One of the most recent copyright issues to come up on Citizendium is of museums and stock image companies trying to re-copyright old public domain images in various ways–some argue that they own the copyright on their ‘artfully’ scanned images of public domain works; others try to lock down reuse via contracts; still others embed their own copyrighted watermarks in their scans of public domain works. Any readers have pointers on what the current legal precedents on these issues are?

Quote of the Week: June 10

June 11, 2007  |  No Comments

From the NYT:

The world’s cleverest designers, said Dr. Polak, a former psychiatrist who now runs an organization helping poor farmers become entrepreneurs, cater to the globe’s richest 10 percent, creating items like wine labels, couture and Maseratis.

And iPods. Today’s WWDC was pretty amazing: if someone like Steve Jobs (and, realistically, a core support team) donated 10% of their time to charitable design causes, the world would become a better place for many people in fairly short order. In general, I think creativity is often lacking in non-profit enterprises: too often charitable foundations see their mission as more-or-less one of wealth (re)distribution, and framed like that, there’s not much room for innovation, nor much reason to aggressively recruit top minds.

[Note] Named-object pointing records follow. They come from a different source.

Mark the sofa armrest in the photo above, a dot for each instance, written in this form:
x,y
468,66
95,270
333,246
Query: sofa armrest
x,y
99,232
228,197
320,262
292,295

This is one reason I’m so excited to see Google.org coming online: it’s a “for-profit” charity, i.e., its fundamental mission is charitable but it has a freer hand as it can enter into for-profit ventures. They need not make money, but if they do, the money goes back into other charitable ventures. Google also took the step of giving it 1% of Google assets across the board– which includes $1 billion and 1% of Google engineers.

Interesting times.

A Treat

June 9, 2007  |  No Comments

I’m almost done with a series of posts– they’re on the abstract side, but they were fun to write and should be a treat to read. Expect something big ‘soonish’.

Quote of the Week: June 3

June 4, 2007  |  No Comments

Watching the political debate last night brought this quote to mind. It’s not meant to be snarky. But I do think it’s true.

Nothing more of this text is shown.